Alejo Carpentier
El
gobernador entreabrió la hamaca para contemplar el rostro de Su Majestad. De
una cuchillada cercenó uno de sus dedos meñiques, entregándolo a la reina, que
lo guardó en el escote, sintiendo cómo descendía hasta su vientre, con fría
retorcedura de gusano. Después, obedeciendo a una orden, los pajes colocaron el
cadáver sobre el montón de argamasa, en el que empezó a hundirse lentamente, de
espaldas, como halado por manos viscosas.
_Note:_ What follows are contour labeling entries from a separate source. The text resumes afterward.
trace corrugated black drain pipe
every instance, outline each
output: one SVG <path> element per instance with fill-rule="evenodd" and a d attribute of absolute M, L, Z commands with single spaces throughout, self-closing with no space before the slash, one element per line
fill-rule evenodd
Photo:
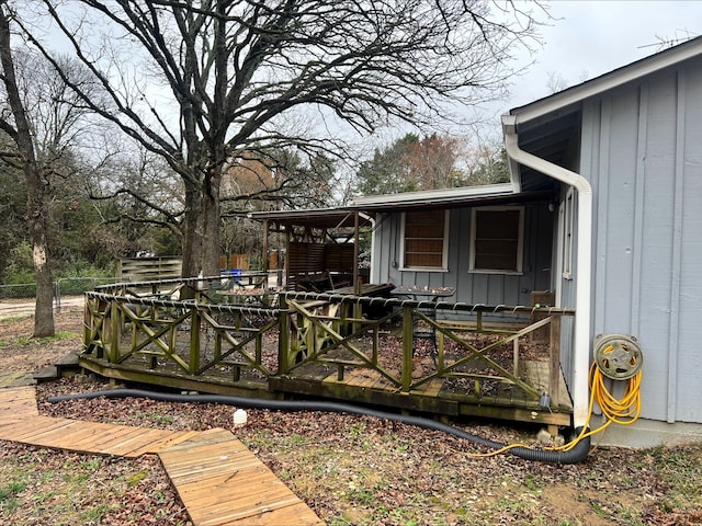
<path fill-rule="evenodd" d="M 226 395 L 177 395 L 168 392 L 148 391 L 144 389 L 109 389 L 104 391 L 86 392 L 80 395 L 65 395 L 61 397 L 52 397 L 48 399 L 50 403 L 63 402 L 66 400 L 92 399 L 92 398 L 147 398 L 150 400 L 159 400 L 166 402 L 188 402 L 188 403 L 220 403 L 225 405 L 235 405 L 238 408 L 249 409 L 268 409 L 273 411 L 321 411 L 329 413 L 349 413 L 364 414 L 375 416 L 376 419 L 390 420 L 401 422 L 404 424 L 415 425 L 424 430 L 434 430 L 448 433 L 458 438 L 466 439 L 474 444 L 490 447 L 492 449 L 501 449 L 505 444 L 490 441 L 471 433 L 466 433 L 457 427 L 443 424 L 431 419 L 421 416 L 412 416 L 386 411 L 377 411 L 374 409 L 352 405 L 350 403 L 316 401 L 316 400 L 263 400 L 258 398 L 229 397 Z M 580 428 L 576 430 L 579 436 Z M 568 450 L 542 450 L 531 449 L 529 447 L 513 447 L 509 453 L 524 458 L 526 460 L 535 460 L 550 464 L 579 464 L 587 457 L 590 450 L 590 438 L 582 438 L 576 446 Z"/>

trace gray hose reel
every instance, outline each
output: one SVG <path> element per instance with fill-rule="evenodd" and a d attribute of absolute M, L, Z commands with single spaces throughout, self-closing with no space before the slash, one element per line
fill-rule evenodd
<path fill-rule="evenodd" d="M 595 336 L 595 362 L 608 378 L 627 380 L 641 370 L 644 355 L 632 335 L 599 334 Z"/>

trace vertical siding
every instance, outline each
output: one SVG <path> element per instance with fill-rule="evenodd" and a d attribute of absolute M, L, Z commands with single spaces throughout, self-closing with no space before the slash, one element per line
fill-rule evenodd
<path fill-rule="evenodd" d="M 680 273 L 677 338 L 677 377 L 675 416 L 683 422 L 702 422 L 702 67 L 700 62 L 684 71 L 680 82 L 680 108 L 684 122 L 679 124 L 677 158 L 678 196 L 681 205 Z"/>
<path fill-rule="evenodd" d="M 597 218 L 592 334 L 639 339 L 643 416 L 668 422 L 702 422 L 700 69 L 697 60 L 660 72 L 584 111 L 581 173 Z"/>
<path fill-rule="evenodd" d="M 449 272 L 400 271 L 401 216 L 387 214 L 378 221 L 373 252 L 380 283 L 455 287 L 456 301 L 488 305 L 530 305 L 532 290 L 551 288 L 554 214 L 546 203 L 524 208 L 524 258 L 521 275 L 469 273 L 471 208 L 450 213 Z"/>

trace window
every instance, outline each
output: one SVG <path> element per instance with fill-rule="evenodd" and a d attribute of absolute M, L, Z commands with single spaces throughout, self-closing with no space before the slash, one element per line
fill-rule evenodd
<path fill-rule="evenodd" d="M 446 270 L 446 210 L 403 214 L 403 268 Z"/>
<path fill-rule="evenodd" d="M 473 208 L 471 221 L 471 271 L 522 272 L 521 207 Z"/>

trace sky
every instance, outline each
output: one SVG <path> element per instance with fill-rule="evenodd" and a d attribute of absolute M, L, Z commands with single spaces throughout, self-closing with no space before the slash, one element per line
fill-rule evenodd
<path fill-rule="evenodd" d="M 500 113 L 551 94 L 551 72 L 567 88 L 663 50 L 661 41 L 702 35 L 702 0 L 547 3 L 555 20 L 541 28 L 543 47 L 518 61 L 535 64 L 514 80 Z"/>

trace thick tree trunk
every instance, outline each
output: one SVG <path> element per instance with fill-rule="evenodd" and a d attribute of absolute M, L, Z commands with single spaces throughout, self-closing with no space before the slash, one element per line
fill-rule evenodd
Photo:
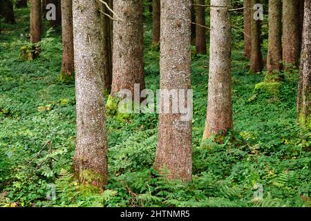
<path fill-rule="evenodd" d="M 122 89 L 134 95 L 134 84 L 144 89 L 142 0 L 115 0 L 114 11 L 123 21 L 113 22 L 111 95 Z"/>
<path fill-rule="evenodd" d="M 283 1 L 283 60 L 285 64 L 298 66 L 299 59 L 299 1 Z"/>
<path fill-rule="evenodd" d="M 0 15 L 4 18 L 6 23 L 15 23 L 13 3 L 10 0 L 0 1 Z"/>
<path fill-rule="evenodd" d="M 300 123 L 311 129 L 311 0 L 305 1 L 297 113 Z"/>
<path fill-rule="evenodd" d="M 27 8 L 27 0 L 19 0 L 15 6 L 17 8 Z"/>
<path fill-rule="evenodd" d="M 269 46 L 267 58 L 268 73 L 282 69 L 282 1 L 269 1 Z"/>
<path fill-rule="evenodd" d="M 231 0 L 211 0 L 211 5 L 229 7 Z M 227 8 L 211 8 L 209 91 L 203 140 L 214 135 L 220 138 L 232 128 L 230 19 Z"/>
<path fill-rule="evenodd" d="M 30 43 L 41 41 L 41 0 L 30 0 Z"/>
<path fill-rule="evenodd" d="M 256 3 L 260 3 L 259 0 L 251 0 L 251 8 Z M 250 70 L 253 73 L 261 72 L 263 69 L 263 55 L 261 54 L 261 20 L 255 20 L 254 18 L 254 10 L 251 13 L 251 64 Z"/>
<path fill-rule="evenodd" d="M 183 89 L 188 92 L 191 88 L 190 0 L 161 1 L 160 46 L 162 91 Z M 182 93 L 180 93 L 178 97 L 182 97 Z M 161 99 L 169 98 L 169 96 L 160 95 Z M 172 96 L 162 103 L 160 108 L 169 104 L 173 107 L 173 99 L 178 98 Z M 185 104 L 180 100 L 180 107 Z M 189 182 L 192 173 L 191 119 L 181 118 L 180 112 L 172 112 L 159 115 L 156 168 L 167 169 L 169 179 Z"/>
<path fill-rule="evenodd" d="M 251 19 L 252 10 L 250 0 L 243 1 L 244 14 L 244 56 L 250 58 L 252 53 Z"/>
<path fill-rule="evenodd" d="M 205 0 L 197 0 L 199 5 L 205 5 Z M 205 26 L 205 8 L 195 7 L 196 12 L 196 23 Z M 198 54 L 206 54 L 206 28 L 200 26 L 196 27 L 196 48 Z"/>
<path fill-rule="evenodd" d="M 73 32 L 73 0 L 62 1 L 63 58 L 60 78 L 73 76 L 75 71 Z"/>
<path fill-rule="evenodd" d="M 102 188 L 108 181 L 105 131 L 103 19 L 99 1 L 73 0 L 77 108 L 75 169 L 83 184 Z"/>
<path fill-rule="evenodd" d="M 160 43 L 160 0 L 153 0 L 153 38 L 152 44 L 156 45 Z"/>

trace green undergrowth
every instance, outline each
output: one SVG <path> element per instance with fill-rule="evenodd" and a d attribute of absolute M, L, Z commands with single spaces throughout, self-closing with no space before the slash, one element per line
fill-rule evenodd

El cadáver se había arqueado un poco
en la subida, al haber sido recogido, tibio aún, por los servidores. Por ello
desaparecieron primero su vientre y sus muslos. Los brazos y las botas
siguieron flotando, como indecisos, en la grisura movediza de la mezcla. Luego
solo quedó el rostro, soportado por el dosel del bicornio, atravesado de oreja
a oreja. Temiendo que el mortero se endureciera sin haber sorbido totalmente la
cabeza, el gobernador apoyó su mano en la frente del rey, para hundirla más
pronto, con gesto de quien toma la temperatura a un enfermo. Por fin, se cerró
la argamasa sobre los ojos de Henri Christophe, que proseguía, ahora, su lento
viaje en descenso, en la entraña misma de una humedad que se iba haciendo menos
envolvente. Al fin, el cadáver se detuvo, hecho uno con la piedra que lo
apresaba. Después de haber escogido su propia muerte, Henri Christophe
ignoraría la podredumbre de su carne confundida con la materia misma de la
fortaleza, inscrita dentro de su arquitectura, integrada con su cuerpo haldado
de contrafuerte. La Montaña del Gorro del Obispo, toda entera, se había
transformado en le mausoleo del primer rey de Haití.